Silhouette: Leveraging Consistency Mechanisms to Detect Bugs in Persistent Memory-Based File Systems

The emergence of persistent memory (PM), with its non-volatile and byte-addressable characteristics, has led to a novel storage programming paradigm. However, PM programs need to flush stores from CPU caches and correctly order them to avoid inconsistencies after a crash. As a result, many bug-detection tools have been developed for checking crash-consistency bugs in PM software. These bug detectors focus on reordering in-flight stores, crashing the system, and then checking for crash consistency during recovery. However, large-scale systems such as file systems have many in-flight stores, resulting in a large exploration space that makes exhaustive testing prohibitive.

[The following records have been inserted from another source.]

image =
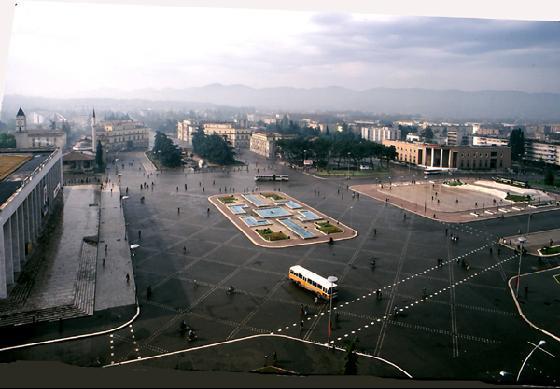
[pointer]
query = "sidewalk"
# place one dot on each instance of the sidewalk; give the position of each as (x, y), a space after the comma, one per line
(111, 288)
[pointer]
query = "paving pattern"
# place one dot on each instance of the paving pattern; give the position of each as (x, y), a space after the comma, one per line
(455, 317)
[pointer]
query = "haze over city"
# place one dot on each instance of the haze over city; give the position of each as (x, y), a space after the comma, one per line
(103, 50)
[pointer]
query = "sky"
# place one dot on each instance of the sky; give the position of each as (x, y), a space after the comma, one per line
(69, 50)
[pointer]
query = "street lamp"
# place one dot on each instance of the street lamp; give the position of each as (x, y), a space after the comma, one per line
(331, 280)
(527, 357)
(521, 241)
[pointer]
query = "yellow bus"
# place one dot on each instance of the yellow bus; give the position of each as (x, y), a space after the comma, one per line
(313, 282)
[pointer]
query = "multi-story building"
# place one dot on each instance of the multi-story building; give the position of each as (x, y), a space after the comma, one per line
(453, 157)
(379, 134)
(119, 135)
(542, 151)
(30, 188)
(26, 139)
(238, 138)
(489, 141)
(185, 131)
(264, 143)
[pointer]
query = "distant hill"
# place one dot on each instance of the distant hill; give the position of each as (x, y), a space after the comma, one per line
(430, 103)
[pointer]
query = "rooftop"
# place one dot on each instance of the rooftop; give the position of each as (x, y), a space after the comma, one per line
(15, 167)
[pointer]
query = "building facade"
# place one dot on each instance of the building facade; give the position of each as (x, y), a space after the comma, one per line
(29, 191)
(264, 144)
(379, 134)
(542, 151)
(120, 135)
(238, 138)
(453, 157)
(34, 139)
(185, 131)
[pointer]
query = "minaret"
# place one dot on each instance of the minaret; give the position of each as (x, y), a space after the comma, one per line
(21, 122)
(93, 138)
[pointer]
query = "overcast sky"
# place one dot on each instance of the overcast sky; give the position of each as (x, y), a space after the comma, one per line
(64, 49)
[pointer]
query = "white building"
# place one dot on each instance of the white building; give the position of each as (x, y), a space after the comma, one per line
(489, 141)
(379, 134)
(238, 138)
(30, 188)
(185, 131)
(542, 151)
(33, 139)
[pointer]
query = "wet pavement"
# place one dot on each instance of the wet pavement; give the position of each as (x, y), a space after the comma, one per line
(455, 321)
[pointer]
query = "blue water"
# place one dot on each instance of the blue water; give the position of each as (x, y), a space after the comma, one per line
(251, 221)
(309, 216)
(296, 228)
(272, 212)
(256, 200)
(237, 209)
(293, 205)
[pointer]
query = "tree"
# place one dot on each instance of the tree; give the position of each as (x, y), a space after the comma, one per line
(428, 134)
(166, 151)
(549, 177)
(214, 148)
(517, 144)
(351, 358)
(99, 160)
(7, 141)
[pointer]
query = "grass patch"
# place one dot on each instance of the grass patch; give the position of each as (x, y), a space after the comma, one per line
(272, 236)
(273, 196)
(227, 199)
(547, 250)
(327, 228)
(518, 198)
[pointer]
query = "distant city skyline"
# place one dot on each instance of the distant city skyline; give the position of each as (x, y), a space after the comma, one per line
(69, 50)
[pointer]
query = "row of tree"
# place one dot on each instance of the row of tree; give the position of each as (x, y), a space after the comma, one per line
(340, 149)
(165, 151)
(213, 148)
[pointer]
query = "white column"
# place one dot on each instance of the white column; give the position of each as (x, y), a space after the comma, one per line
(432, 152)
(3, 283)
(15, 242)
(9, 265)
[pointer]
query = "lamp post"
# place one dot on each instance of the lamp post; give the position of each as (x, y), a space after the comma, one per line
(521, 241)
(527, 357)
(331, 280)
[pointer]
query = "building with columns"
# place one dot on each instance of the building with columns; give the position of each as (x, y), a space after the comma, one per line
(453, 157)
(30, 188)
(26, 138)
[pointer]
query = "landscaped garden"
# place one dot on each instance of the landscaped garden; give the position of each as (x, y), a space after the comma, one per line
(273, 196)
(272, 236)
(327, 228)
(228, 199)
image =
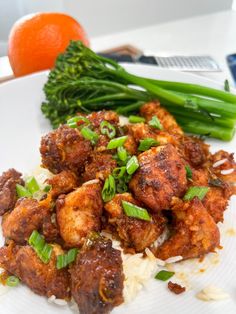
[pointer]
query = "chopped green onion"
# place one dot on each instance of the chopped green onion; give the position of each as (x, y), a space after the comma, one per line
(164, 275)
(119, 172)
(226, 86)
(155, 123)
(198, 191)
(12, 281)
(42, 249)
(136, 119)
(116, 142)
(122, 153)
(65, 259)
(73, 122)
(31, 185)
(22, 191)
(89, 134)
(146, 143)
(135, 211)
(47, 188)
(189, 173)
(109, 189)
(132, 165)
(108, 129)
(216, 182)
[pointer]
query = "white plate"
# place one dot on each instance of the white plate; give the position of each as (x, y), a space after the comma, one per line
(21, 126)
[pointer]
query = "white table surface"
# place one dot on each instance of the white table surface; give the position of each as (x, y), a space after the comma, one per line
(212, 34)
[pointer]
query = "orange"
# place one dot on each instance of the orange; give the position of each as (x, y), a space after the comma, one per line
(36, 40)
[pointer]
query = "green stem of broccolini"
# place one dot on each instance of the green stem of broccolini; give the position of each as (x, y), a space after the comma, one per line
(84, 81)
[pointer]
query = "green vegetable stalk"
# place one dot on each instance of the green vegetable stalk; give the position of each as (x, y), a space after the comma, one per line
(85, 81)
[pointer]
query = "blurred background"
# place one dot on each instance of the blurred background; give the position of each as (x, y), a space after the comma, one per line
(104, 17)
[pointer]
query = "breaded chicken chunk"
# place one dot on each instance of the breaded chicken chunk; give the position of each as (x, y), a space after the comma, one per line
(78, 213)
(43, 279)
(167, 120)
(62, 183)
(99, 166)
(161, 176)
(27, 216)
(139, 131)
(97, 277)
(8, 196)
(64, 149)
(217, 198)
(193, 150)
(195, 232)
(134, 233)
(224, 167)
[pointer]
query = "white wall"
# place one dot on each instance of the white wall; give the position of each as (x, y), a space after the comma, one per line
(106, 16)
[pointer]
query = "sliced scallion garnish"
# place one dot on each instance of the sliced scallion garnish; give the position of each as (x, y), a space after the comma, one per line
(116, 142)
(31, 185)
(198, 191)
(146, 143)
(136, 119)
(109, 189)
(119, 172)
(132, 165)
(42, 249)
(155, 123)
(12, 281)
(135, 211)
(65, 259)
(108, 129)
(164, 275)
(189, 173)
(90, 135)
(122, 153)
(22, 191)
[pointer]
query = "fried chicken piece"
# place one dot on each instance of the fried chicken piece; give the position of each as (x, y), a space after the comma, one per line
(27, 216)
(161, 176)
(139, 131)
(195, 232)
(78, 213)
(133, 232)
(226, 170)
(216, 199)
(99, 166)
(64, 149)
(167, 120)
(62, 183)
(43, 279)
(8, 196)
(97, 277)
(193, 150)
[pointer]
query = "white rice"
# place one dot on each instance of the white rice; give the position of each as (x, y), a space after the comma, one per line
(219, 163)
(227, 171)
(137, 270)
(173, 259)
(212, 293)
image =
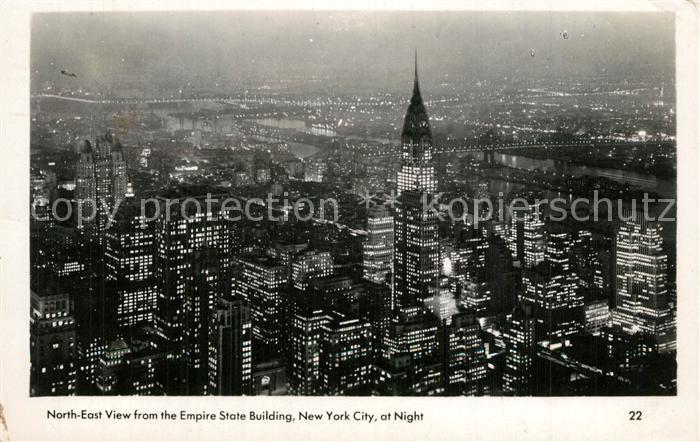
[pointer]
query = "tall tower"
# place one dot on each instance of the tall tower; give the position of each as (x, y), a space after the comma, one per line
(641, 301)
(417, 170)
(416, 246)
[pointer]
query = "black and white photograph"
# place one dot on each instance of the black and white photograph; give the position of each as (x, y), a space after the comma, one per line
(357, 203)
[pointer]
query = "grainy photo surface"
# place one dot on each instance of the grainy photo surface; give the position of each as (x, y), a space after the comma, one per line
(384, 203)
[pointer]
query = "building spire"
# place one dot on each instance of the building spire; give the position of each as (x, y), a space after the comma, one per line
(415, 71)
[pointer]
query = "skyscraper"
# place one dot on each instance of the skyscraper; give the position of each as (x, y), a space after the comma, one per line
(193, 271)
(417, 169)
(378, 248)
(262, 282)
(346, 356)
(309, 265)
(100, 181)
(641, 301)
(551, 289)
(230, 349)
(534, 241)
(130, 269)
(305, 355)
(519, 338)
(52, 340)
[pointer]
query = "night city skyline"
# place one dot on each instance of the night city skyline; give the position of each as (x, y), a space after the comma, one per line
(379, 204)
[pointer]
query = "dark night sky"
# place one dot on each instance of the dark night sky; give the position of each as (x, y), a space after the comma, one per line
(358, 48)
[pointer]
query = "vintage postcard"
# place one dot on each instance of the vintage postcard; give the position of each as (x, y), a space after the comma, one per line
(306, 220)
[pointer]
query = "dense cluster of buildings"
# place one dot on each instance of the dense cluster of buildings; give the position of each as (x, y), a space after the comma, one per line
(197, 303)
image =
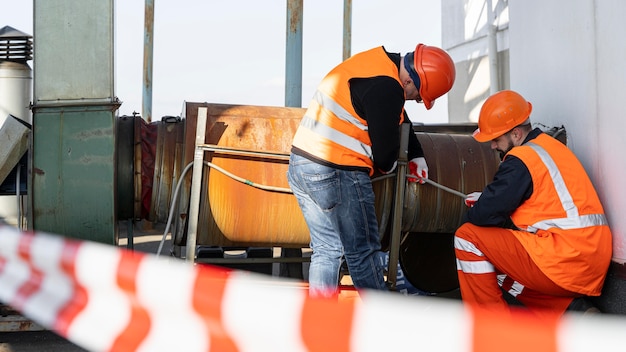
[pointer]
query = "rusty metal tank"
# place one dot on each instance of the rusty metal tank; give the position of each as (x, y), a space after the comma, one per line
(235, 214)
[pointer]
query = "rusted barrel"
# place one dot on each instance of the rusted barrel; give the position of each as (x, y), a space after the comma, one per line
(236, 214)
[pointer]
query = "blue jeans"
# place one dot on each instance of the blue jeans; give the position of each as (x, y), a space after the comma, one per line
(338, 207)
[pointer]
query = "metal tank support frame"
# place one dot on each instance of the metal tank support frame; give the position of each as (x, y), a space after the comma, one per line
(201, 147)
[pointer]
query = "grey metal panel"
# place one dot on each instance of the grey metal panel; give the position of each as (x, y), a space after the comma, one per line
(73, 51)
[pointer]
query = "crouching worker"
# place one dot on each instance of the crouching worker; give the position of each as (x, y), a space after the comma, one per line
(538, 230)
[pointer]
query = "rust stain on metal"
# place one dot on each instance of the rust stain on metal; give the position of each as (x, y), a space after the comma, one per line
(294, 8)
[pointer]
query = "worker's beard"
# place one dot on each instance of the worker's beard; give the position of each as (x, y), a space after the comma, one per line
(510, 146)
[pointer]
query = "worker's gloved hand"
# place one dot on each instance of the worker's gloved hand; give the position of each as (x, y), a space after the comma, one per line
(418, 167)
(472, 198)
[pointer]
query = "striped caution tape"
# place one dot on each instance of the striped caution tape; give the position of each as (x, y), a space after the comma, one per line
(105, 298)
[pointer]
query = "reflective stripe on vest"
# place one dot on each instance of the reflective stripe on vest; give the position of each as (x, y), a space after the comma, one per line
(332, 134)
(573, 219)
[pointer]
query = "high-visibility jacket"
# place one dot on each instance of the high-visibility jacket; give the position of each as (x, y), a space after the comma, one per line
(331, 130)
(568, 236)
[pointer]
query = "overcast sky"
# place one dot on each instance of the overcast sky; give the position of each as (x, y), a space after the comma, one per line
(234, 51)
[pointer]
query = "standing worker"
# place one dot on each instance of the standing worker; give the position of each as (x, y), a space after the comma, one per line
(538, 230)
(349, 132)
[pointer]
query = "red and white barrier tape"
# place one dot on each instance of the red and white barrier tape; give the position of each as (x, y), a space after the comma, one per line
(105, 298)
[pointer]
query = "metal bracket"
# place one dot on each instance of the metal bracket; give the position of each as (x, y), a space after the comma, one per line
(396, 225)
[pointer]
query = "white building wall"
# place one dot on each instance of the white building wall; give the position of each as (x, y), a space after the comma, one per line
(569, 60)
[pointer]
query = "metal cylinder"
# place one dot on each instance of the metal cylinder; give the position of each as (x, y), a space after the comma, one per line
(236, 214)
(456, 161)
(16, 81)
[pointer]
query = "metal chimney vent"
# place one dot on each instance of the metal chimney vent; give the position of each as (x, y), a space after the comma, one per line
(15, 46)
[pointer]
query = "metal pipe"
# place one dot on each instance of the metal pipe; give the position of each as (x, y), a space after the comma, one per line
(148, 43)
(347, 28)
(492, 38)
(398, 207)
(293, 60)
(241, 152)
(196, 186)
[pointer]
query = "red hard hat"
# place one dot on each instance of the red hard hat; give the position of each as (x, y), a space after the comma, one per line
(500, 113)
(436, 72)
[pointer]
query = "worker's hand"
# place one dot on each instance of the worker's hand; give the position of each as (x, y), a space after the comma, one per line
(418, 167)
(472, 198)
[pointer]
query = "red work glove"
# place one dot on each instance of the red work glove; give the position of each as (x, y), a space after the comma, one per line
(418, 167)
(472, 198)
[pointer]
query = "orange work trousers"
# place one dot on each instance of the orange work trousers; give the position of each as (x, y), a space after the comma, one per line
(491, 259)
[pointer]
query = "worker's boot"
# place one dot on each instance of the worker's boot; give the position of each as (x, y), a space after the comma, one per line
(582, 305)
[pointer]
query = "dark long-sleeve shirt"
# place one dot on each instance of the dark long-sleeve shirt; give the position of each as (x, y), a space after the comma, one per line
(511, 186)
(380, 101)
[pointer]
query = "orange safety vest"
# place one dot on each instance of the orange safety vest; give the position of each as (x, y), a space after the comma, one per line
(567, 234)
(331, 130)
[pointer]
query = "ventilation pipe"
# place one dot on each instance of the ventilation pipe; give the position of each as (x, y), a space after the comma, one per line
(16, 49)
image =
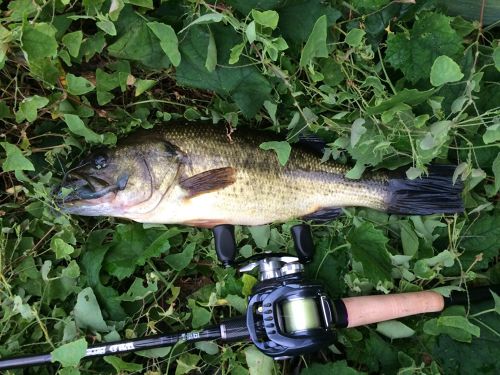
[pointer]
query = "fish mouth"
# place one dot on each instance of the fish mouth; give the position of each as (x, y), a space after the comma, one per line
(79, 187)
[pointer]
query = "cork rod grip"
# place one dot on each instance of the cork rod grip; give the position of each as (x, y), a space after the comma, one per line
(373, 309)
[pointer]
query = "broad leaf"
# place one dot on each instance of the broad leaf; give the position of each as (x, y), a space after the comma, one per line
(244, 84)
(316, 43)
(70, 354)
(430, 37)
(369, 246)
(445, 70)
(168, 41)
(282, 149)
(88, 313)
(39, 41)
(15, 160)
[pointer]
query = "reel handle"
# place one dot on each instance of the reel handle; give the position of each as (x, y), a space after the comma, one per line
(358, 311)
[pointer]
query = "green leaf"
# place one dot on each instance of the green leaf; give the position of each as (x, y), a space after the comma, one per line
(369, 246)
(138, 291)
(205, 19)
(282, 149)
(354, 37)
(492, 133)
(337, 368)
(29, 107)
(77, 126)
(168, 41)
(211, 61)
(78, 85)
(70, 354)
(236, 52)
(459, 322)
(496, 298)
(73, 41)
(246, 86)
(88, 313)
(142, 85)
(141, 3)
(480, 239)
(258, 363)
(239, 303)
(61, 248)
(121, 366)
(141, 245)
(411, 97)
(39, 41)
(68, 371)
(72, 270)
(137, 42)
(208, 347)
(431, 36)
(186, 364)
(15, 160)
(269, 18)
(496, 172)
(445, 70)
(298, 17)
(200, 315)
(316, 43)
(261, 235)
(496, 57)
(181, 260)
(107, 26)
(394, 329)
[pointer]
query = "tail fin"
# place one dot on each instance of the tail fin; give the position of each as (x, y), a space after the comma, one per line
(432, 194)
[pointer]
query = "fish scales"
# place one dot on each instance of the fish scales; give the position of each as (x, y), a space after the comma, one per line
(196, 174)
(264, 191)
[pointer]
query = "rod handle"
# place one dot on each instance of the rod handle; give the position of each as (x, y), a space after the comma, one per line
(373, 309)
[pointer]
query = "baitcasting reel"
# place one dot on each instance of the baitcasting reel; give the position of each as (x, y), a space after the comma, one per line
(287, 315)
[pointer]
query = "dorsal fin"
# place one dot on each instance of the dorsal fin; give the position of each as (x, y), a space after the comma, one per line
(211, 180)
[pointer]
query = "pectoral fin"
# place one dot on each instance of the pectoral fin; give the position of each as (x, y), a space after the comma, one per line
(208, 181)
(324, 214)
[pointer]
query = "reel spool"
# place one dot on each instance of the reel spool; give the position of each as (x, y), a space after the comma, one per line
(288, 315)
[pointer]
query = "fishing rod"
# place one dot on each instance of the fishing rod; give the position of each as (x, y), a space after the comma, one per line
(287, 315)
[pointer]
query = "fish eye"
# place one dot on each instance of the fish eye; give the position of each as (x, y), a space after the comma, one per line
(100, 162)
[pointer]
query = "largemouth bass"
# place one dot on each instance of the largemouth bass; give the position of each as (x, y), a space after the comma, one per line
(195, 174)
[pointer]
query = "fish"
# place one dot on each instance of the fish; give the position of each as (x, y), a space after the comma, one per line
(196, 174)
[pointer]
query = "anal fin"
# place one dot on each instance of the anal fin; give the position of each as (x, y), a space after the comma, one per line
(211, 180)
(324, 214)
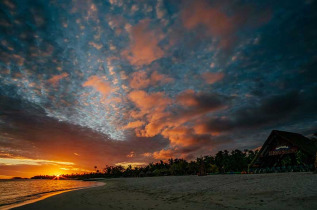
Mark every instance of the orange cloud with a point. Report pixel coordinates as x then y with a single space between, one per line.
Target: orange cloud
211 78
147 102
134 124
131 154
55 79
144 42
141 80
99 85
217 23
164 154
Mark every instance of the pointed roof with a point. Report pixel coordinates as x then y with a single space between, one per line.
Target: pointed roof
303 143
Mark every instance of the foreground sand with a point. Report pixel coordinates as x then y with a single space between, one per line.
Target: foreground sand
263 191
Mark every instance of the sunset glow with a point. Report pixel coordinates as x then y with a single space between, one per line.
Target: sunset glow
96 83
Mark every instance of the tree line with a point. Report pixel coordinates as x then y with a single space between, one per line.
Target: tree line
236 161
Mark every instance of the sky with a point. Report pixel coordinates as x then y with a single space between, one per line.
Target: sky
87 83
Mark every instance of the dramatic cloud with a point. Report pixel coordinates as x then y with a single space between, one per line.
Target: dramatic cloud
211 78
131 82
98 84
55 79
144 44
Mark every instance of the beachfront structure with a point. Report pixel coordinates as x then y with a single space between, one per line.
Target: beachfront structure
285 149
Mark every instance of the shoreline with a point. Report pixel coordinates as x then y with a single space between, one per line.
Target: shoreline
254 191
45 196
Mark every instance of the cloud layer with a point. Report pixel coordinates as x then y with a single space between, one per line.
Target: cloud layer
109 82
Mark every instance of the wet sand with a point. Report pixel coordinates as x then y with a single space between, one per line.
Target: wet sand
258 191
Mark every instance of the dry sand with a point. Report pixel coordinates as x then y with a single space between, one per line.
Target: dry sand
258 191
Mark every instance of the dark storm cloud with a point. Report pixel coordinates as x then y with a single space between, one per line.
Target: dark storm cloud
271 111
153 78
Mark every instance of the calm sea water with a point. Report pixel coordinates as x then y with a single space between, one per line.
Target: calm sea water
18 192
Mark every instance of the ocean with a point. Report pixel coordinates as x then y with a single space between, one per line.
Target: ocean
15 193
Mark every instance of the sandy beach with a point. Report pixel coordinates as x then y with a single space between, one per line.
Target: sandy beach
260 191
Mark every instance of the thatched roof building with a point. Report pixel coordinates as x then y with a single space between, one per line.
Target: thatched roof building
281 144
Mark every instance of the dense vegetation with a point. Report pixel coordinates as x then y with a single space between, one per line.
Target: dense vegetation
235 161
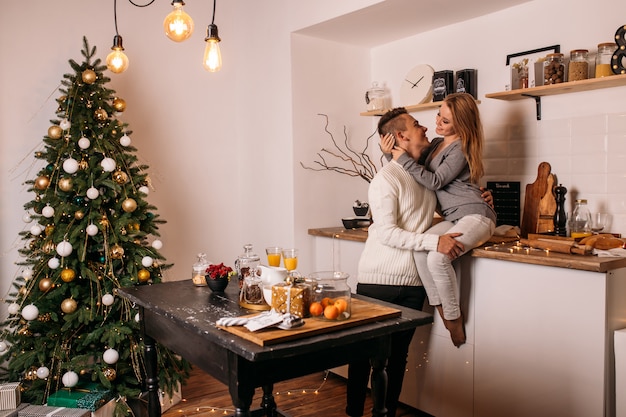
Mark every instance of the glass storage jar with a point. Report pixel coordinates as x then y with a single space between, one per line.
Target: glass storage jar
578 65
603 59
332 295
580 225
553 69
198 271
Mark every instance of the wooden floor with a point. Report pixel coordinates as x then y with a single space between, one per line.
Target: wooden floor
321 394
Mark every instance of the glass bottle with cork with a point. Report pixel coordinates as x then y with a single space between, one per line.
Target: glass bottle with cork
581 220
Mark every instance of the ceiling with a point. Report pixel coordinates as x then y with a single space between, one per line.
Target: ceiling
390 20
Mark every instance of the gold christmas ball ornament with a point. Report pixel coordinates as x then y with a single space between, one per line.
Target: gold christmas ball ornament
119 104
129 205
42 182
66 184
109 373
55 132
117 252
143 275
120 177
68 306
68 275
101 114
45 284
89 76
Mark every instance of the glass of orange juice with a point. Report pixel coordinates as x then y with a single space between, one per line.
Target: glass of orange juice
290 259
273 255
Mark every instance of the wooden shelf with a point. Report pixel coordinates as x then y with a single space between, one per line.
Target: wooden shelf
411 109
554 89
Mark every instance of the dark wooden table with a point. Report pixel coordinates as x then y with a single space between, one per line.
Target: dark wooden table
182 317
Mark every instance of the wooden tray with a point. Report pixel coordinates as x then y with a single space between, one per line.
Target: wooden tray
361 312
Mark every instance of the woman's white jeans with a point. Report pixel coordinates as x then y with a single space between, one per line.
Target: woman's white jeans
435 268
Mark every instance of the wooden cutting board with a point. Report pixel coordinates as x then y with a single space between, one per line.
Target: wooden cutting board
534 207
361 312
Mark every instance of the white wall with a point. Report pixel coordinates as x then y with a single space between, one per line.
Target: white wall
215 142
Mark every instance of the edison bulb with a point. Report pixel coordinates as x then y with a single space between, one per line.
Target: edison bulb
117 61
178 25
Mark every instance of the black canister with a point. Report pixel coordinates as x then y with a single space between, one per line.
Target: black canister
443 84
466 82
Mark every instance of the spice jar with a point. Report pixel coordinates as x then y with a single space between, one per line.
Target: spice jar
603 59
553 69
578 65
581 220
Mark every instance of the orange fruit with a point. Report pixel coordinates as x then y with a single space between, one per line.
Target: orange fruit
341 304
331 312
316 309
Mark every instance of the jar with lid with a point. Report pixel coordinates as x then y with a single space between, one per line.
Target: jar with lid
578 65
580 226
604 58
199 271
246 264
375 98
553 69
332 295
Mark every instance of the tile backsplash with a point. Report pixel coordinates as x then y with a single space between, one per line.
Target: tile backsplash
587 154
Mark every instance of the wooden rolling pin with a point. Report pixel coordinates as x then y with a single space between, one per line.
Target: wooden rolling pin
559 246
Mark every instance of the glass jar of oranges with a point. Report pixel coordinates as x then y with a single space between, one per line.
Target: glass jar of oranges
332 295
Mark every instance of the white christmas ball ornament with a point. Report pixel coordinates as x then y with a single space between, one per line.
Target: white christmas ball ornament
108 299
125 140
108 164
13 308
110 356
70 165
64 248
92 229
54 263
43 372
70 379
47 211
30 312
36 230
147 261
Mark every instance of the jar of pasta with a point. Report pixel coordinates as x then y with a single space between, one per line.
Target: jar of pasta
578 65
553 69
603 59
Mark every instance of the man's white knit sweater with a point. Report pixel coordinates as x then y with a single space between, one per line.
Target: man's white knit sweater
402 210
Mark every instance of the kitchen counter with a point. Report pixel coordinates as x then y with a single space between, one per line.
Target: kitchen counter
503 252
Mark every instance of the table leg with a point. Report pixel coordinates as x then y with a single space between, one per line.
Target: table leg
152 378
379 378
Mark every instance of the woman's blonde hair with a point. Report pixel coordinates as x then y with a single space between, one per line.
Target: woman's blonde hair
466 119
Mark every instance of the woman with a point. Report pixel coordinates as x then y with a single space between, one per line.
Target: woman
452 168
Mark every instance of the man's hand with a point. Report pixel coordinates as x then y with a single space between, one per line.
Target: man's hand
449 246
387 143
487 196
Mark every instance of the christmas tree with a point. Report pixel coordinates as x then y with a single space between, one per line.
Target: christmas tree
90 231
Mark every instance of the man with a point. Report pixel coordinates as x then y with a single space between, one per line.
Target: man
402 210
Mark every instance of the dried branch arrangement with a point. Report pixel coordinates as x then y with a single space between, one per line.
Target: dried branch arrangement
353 163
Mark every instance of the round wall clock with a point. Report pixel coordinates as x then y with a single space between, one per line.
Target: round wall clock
417 86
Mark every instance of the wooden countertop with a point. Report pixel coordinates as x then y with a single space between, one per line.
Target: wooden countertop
536 257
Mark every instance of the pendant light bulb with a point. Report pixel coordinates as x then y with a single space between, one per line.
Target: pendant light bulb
212 60
178 25
117 61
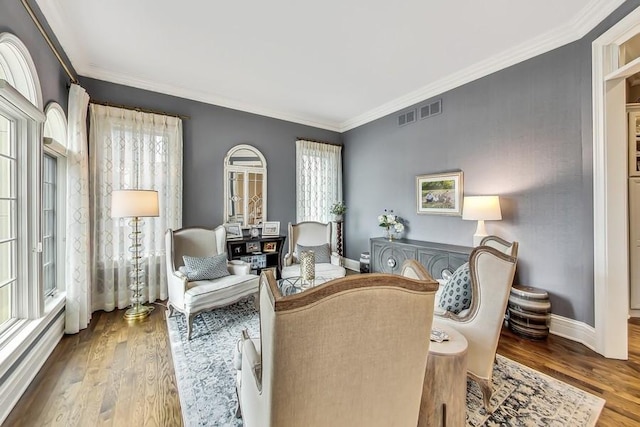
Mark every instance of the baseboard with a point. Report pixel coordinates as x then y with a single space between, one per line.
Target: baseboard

This paper presents Silhouette, a bug-detection framework that targets PM-based file systems. These file systems use standard crash-consistency mechanisms such as journaling and replication. Silhouette uses a novel combination of static instrumentation and data-type-based dynamic analysis to check whether these file systems implement their consistency mechanisms correctly. If these checks pass, then all stores associated with the consistency mechanism (e.g., logging and checkpointing stores for journaling) are considered protected and only the unprotected stores are reordered during exploration. Our evaluation shows that Silhouette dramatically reduces the exploration space, finds all bugs found by existing tools 10x faster, and finds several new bugs in various PM file systems.